Sonunda tarih geldi ve Marvel Sinematik Evreninin (MCU) dördüncü fazının son filmi Black Panther 2: Wakanda Forever beyaz perde ile buluştu. Akıllarda tonlarca cevapsız soruya ve oluşan önyargıya rağmen Chadwick Boseman’ın anısını adanan bu film, çalkantılı ve olaylı faz dörde olabilecek en iyi noktayı koymuş gibi duruyor.
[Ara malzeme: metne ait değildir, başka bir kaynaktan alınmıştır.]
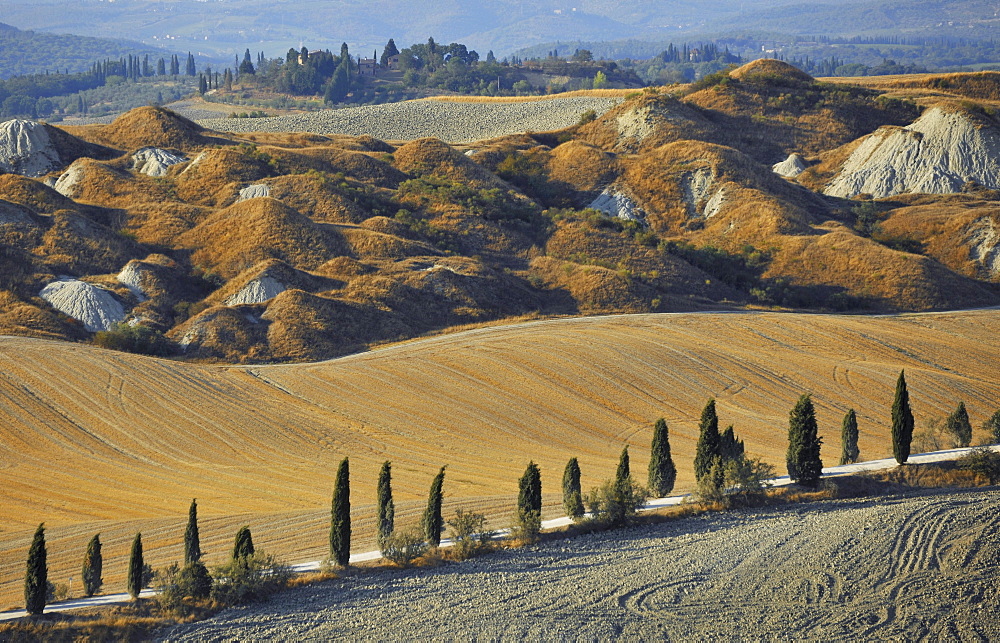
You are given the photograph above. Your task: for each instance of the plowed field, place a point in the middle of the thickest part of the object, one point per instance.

Dikkat yazımız bu noktadan sonra spoiler içermektedir!
FİLMİN KONUSU

Film, Kral T’Challa’nın ani ve beklenmedik ölümüyle başlıyor. Chadwick Boseman’ın ölümünün ardından ikinci filminde T’Challa’yı oynaması için yeni bir oyuncu gelip gelmeyeceği en büyük soru işaretiydi ancak film Boseman’ın anısına saygı göstererek bir cenaze sahnesiyle açılışı yapıyor. İlk filmin sonunda T’Challa, Wakanda’nın varlığını ve ellerindeki en büyük güç olan Vibraniumu dünyaya duyurmuştu. Şimdi ise hem varlıklarının ortaya çıkışı hem de krallarını kaybetmelerinin ardından Wakanda’ya saldırmaya hazır dünya güçleri ile karşı karşıyayız. Kraliçe Ramonda oğlunun ardından tahta geçmiş ve bu tehditlere karşı hazırlıklı olsa da halkın kahramanının ve koruyucusunun olmayışı herkesi tedirgin etmektedir.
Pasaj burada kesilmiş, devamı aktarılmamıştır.